Because of its ability to form a thick gel-like solution, pectin is used commercially in the preparation of jellies, jams, and marmalades. Its thickening properties also make it useful in the confectionery, pharmaceutical, and textile industries. The chief sources of commercial pectin are the peels of citrus fruits, and to a lesser extent apple pomace (residue from cider presses).
Since I don’t think many of us have access to apple pomace, we’ll be making pectin with citrus peels and seeds. Be warned. This is a lengthy process. You’ll need a few hours and there is an overnight soak involved, so plan ahead.
Homemade Pectin with Citrus Peels
Step One: Gather your citrus components. You can use any type of citrus you like, however, lemons, grapefruit and oranges contain the most natural pectin. Choose varieties that have a thick layer of white pith for best results. Citrus seeds are also high in pectin, so we’ll be using those too. I used 9 Eureka Lemons that were gifted to me by my sister-in-law from her backyard tree.
Step Two: Wash your citrus well. Remove any dirt and then towel dry the fruit.
Step Three: Remove the thin layer of outer skin on the fruit. Basically, take your zester or a vegetable peeler and remove the skin. Save the zest to use later in cooking and baking!
Step Four: Cut your fruit in half (pluck out any visible seeds and set them aside), then use a hand juicer to remove the juice. Save the juice, you’ll need some of it in a minute! You can freeze the rest into ice cube trays or make yourself a kicking lemonade!
Step Five: Remove any leftover fruit from inside the peel and discard.
Step Six: Chop the citrus peel and pith into 1/4-inch chunks. You’re looking for as much surface area as possible here. Use a sharp knife to make this part go a little faster.
Step Seven: Put your chopped citrus peels and pit, all the seeds you collected, half a cup of lemon juice and two cups of water in a large, nonreactive pot. Cover the pot and let the mixture sit in the water for at least an hour, preferably two, in order to soften the peels.
Step Eight: Place the pot on the stove on high heat and bring to a light boil. Once it reaches this point, turn the heat down and let the mixture simmer for about 10 minutes in order to extract as much pectin as possible from the rinds. You aren’t looking to evaporate the water, so keep an eye on it.
Step Nine: Pour the mixture into a cheesecloth-lined colander sitting in, or on top of another large pot. You can use a jelly strainer if you have one, or a tea-towel if you don’t have cheesecloth. Heck, even a thin old T-shirt will work.
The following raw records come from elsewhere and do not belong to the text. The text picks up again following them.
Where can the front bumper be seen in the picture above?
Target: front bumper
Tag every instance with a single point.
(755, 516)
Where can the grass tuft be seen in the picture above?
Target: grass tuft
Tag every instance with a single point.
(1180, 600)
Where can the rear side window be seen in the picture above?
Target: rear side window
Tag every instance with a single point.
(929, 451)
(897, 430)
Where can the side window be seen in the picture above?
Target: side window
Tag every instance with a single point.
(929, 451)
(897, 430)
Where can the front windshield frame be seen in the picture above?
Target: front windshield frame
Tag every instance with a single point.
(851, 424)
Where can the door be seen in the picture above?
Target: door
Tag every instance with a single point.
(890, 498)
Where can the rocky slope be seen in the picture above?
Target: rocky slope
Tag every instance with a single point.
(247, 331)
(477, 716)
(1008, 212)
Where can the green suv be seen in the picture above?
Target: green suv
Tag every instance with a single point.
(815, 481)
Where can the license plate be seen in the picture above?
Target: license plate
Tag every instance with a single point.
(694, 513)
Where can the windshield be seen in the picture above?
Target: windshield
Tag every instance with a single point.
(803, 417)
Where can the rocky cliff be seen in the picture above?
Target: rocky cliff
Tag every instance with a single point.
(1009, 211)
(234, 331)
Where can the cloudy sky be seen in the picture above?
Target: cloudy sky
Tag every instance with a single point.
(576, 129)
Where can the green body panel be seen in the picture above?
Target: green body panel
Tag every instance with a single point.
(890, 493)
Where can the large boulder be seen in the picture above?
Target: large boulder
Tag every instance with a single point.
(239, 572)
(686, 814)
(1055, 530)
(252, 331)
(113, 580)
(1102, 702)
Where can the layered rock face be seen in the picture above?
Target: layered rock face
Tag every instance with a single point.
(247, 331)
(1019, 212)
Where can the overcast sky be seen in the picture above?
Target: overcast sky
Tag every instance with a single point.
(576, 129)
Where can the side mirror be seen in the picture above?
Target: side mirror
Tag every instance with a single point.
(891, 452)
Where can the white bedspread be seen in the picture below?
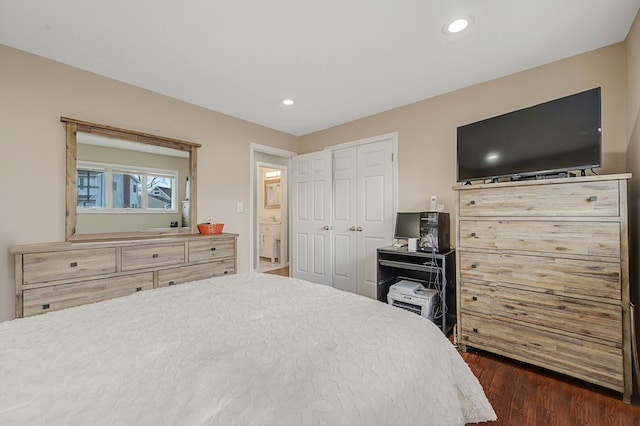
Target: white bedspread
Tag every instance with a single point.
(241, 349)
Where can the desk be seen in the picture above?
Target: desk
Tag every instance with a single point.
(430, 269)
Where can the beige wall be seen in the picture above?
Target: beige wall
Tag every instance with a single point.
(35, 92)
(427, 129)
(633, 165)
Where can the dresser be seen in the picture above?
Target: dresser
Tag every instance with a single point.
(56, 276)
(542, 275)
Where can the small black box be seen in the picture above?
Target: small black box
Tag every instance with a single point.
(434, 232)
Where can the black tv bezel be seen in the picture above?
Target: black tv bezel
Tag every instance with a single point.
(542, 173)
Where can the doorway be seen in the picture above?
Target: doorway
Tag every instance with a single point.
(269, 229)
(271, 201)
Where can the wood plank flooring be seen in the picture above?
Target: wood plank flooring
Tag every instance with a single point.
(524, 395)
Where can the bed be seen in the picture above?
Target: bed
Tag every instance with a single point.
(240, 349)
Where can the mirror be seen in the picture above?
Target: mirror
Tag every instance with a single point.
(127, 184)
(272, 194)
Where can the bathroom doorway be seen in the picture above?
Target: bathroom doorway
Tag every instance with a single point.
(271, 201)
(269, 208)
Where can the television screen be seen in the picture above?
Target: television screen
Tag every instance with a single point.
(556, 136)
(407, 225)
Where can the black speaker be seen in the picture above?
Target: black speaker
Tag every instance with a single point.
(434, 232)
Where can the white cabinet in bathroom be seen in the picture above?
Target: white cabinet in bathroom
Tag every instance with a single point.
(269, 241)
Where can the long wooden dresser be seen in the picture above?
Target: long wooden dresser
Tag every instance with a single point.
(543, 277)
(56, 276)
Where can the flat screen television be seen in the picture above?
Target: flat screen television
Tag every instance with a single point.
(550, 138)
(407, 225)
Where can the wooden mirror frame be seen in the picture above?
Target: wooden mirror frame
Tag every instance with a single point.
(72, 127)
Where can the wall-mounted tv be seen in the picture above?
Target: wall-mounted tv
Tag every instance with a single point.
(550, 138)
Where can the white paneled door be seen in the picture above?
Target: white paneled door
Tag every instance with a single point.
(311, 217)
(363, 213)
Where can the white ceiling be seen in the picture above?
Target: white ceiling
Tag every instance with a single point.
(340, 59)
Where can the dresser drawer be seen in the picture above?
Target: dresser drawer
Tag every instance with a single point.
(565, 199)
(598, 281)
(578, 316)
(149, 256)
(578, 238)
(60, 265)
(63, 296)
(211, 248)
(598, 363)
(189, 273)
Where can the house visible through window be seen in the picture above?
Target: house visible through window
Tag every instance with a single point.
(131, 189)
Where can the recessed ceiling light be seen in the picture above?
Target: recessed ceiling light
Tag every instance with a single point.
(287, 101)
(457, 25)
(492, 156)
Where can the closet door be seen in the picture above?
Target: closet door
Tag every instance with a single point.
(311, 217)
(345, 219)
(363, 213)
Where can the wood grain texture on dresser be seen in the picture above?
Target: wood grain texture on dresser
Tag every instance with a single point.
(55, 276)
(542, 275)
You’ll want to let this sit at room temperature for at least two hours (overnight is preferable.) Cover the top of the colander containing your mix with another towel or the lid of the pot to keep anything from getting in to your mushy peel mix.
Step Ten: Welcome to pectin! The next day (or several hours later when you come back to it) all the strained liquid in your pot is the pectin you’ve been working toward. Congratulations! It will not be a clear liquid, but most likely an off-yellow color. That’s fine. Gather up the leftover peels and mush in the colander and add them to your compost or throw them away. They have given all they have to give to this process.
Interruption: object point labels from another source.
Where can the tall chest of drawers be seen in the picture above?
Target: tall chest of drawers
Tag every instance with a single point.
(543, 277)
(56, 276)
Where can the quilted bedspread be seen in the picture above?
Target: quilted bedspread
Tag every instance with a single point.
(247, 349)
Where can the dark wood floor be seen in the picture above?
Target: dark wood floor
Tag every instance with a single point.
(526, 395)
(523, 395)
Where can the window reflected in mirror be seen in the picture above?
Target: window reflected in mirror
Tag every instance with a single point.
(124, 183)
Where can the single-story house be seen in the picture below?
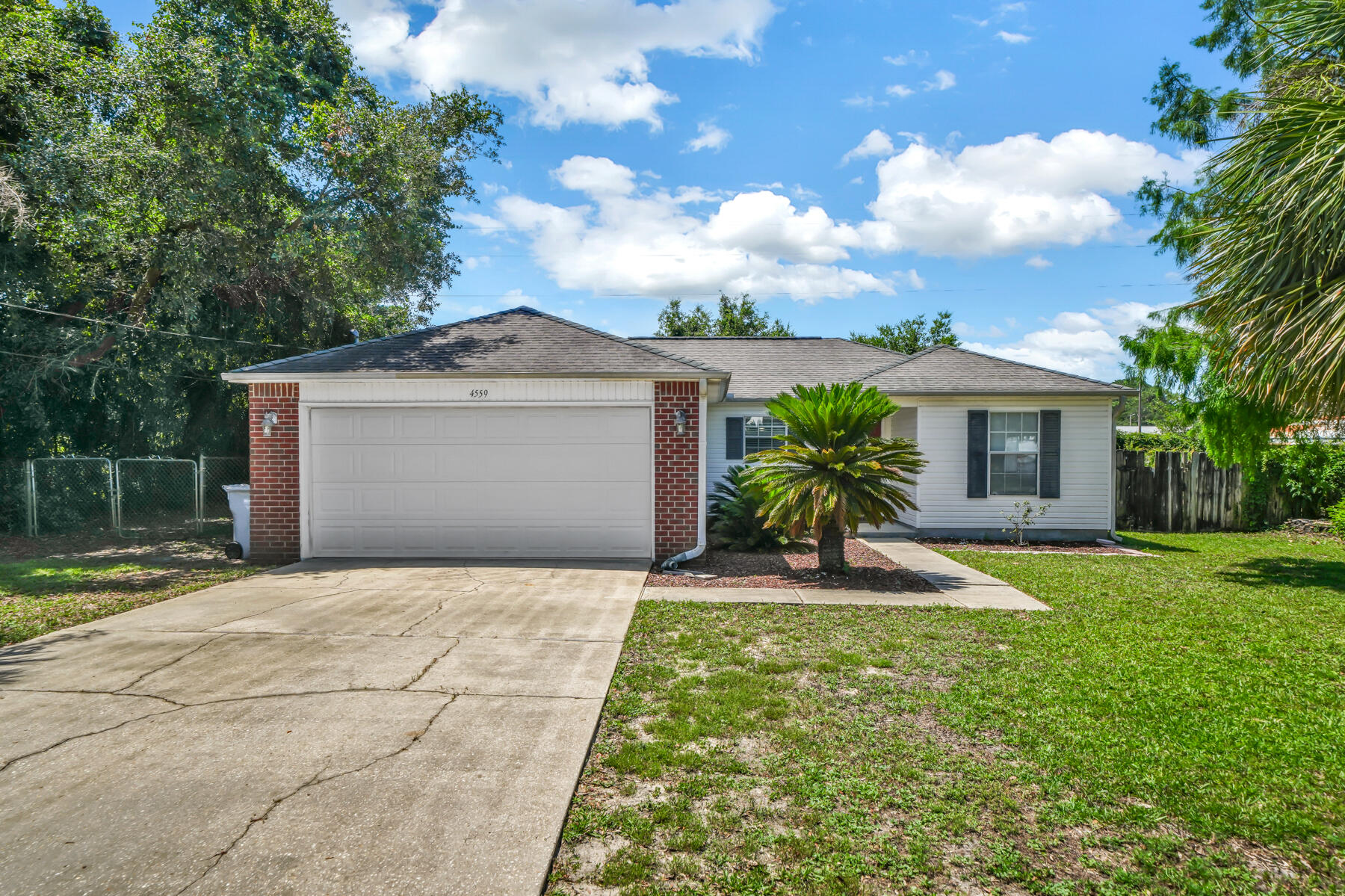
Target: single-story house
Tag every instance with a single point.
(525, 435)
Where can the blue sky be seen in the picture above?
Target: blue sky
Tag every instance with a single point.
(847, 163)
Step Eleven: Bring this liquid to a simmer over medium low heat. Allow to reduce by almost half. Let cool and you’re done!
In order to test the pectin level of your liquid, take a few tablespoons of rubbing alcohol and place it in a small bowl. Take one tablespoon of the liquid pectin and put it in the bowl with the rubbing alcohol. Let it rest for a minute. Using a fork, you should be able to pickup the transparent glob of solidified pectin out of the bowl.
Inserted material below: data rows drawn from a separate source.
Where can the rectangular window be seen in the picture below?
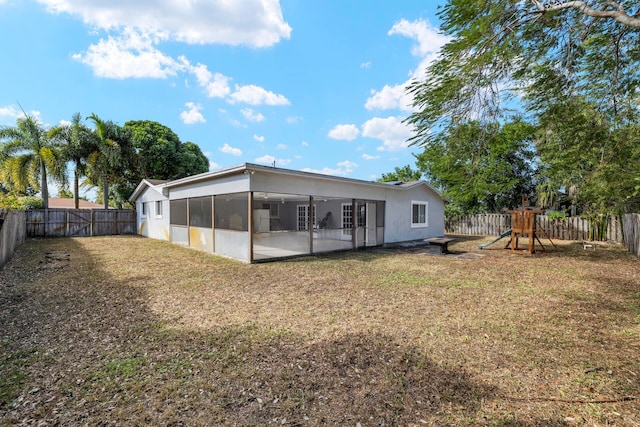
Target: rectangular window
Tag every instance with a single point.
(347, 219)
(200, 212)
(303, 217)
(178, 212)
(419, 214)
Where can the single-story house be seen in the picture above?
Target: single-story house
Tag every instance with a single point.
(253, 213)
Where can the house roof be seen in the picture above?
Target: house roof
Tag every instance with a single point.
(60, 203)
(251, 167)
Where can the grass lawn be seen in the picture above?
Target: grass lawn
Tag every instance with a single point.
(131, 331)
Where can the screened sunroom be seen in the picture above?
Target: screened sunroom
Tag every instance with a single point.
(256, 213)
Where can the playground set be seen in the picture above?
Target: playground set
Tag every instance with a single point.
(523, 224)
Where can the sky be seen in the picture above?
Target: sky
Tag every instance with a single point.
(312, 85)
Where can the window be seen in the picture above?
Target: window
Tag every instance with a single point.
(303, 217)
(200, 212)
(178, 212)
(419, 214)
(347, 219)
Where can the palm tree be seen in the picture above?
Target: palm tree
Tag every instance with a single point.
(28, 155)
(76, 139)
(106, 154)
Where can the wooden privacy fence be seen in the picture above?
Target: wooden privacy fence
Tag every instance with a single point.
(12, 233)
(80, 222)
(573, 228)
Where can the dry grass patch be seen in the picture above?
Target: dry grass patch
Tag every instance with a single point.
(131, 331)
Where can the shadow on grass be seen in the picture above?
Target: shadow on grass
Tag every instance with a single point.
(100, 356)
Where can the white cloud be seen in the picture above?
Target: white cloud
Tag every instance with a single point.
(428, 43)
(270, 159)
(255, 95)
(132, 54)
(215, 85)
(390, 130)
(12, 113)
(256, 23)
(390, 97)
(193, 114)
(344, 132)
(344, 168)
(428, 39)
(227, 149)
(251, 115)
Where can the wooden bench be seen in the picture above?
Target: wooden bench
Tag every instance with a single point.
(443, 242)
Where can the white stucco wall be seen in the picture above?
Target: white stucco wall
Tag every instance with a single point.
(153, 225)
(397, 212)
(397, 227)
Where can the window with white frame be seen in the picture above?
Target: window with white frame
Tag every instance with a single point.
(303, 217)
(347, 219)
(419, 212)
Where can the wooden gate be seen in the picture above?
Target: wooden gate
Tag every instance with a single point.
(80, 222)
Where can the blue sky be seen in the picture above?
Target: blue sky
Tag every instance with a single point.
(314, 85)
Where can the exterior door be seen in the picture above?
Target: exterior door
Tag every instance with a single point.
(371, 226)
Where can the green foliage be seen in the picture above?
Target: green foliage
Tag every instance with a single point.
(65, 194)
(161, 154)
(556, 215)
(576, 76)
(28, 155)
(191, 160)
(10, 201)
(481, 168)
(404, 174)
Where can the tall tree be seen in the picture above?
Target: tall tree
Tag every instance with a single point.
(30, 155)
(77, 144)
(191, 160)
(161, 153)
(106, 155)
(558, 62)
(479, 172)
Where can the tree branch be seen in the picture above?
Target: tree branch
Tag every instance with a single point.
(619, 14)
If it’s not coming up as a single piece, you may need to reduce your pectin liquid a bit more.
Keep this pectin in the refrigerator for up to a week, or freeze it for up to six months. You can also can it using traditional water bath canning methods and it will save for up to a year!
All this is great, but the biggest question now is “How much do I use per batch?” A good starting point is to use 1/3 cup of homemade pectin per cup of prepared fruit in your recipe. Please note, since you created this pectin using citrus, there will be a slight citrus/bitter taste to this pectin, so it’s best used with stronger flavored fruits and is perfect in marmalade.
Let me know if you have any questions! I’m always happy to help!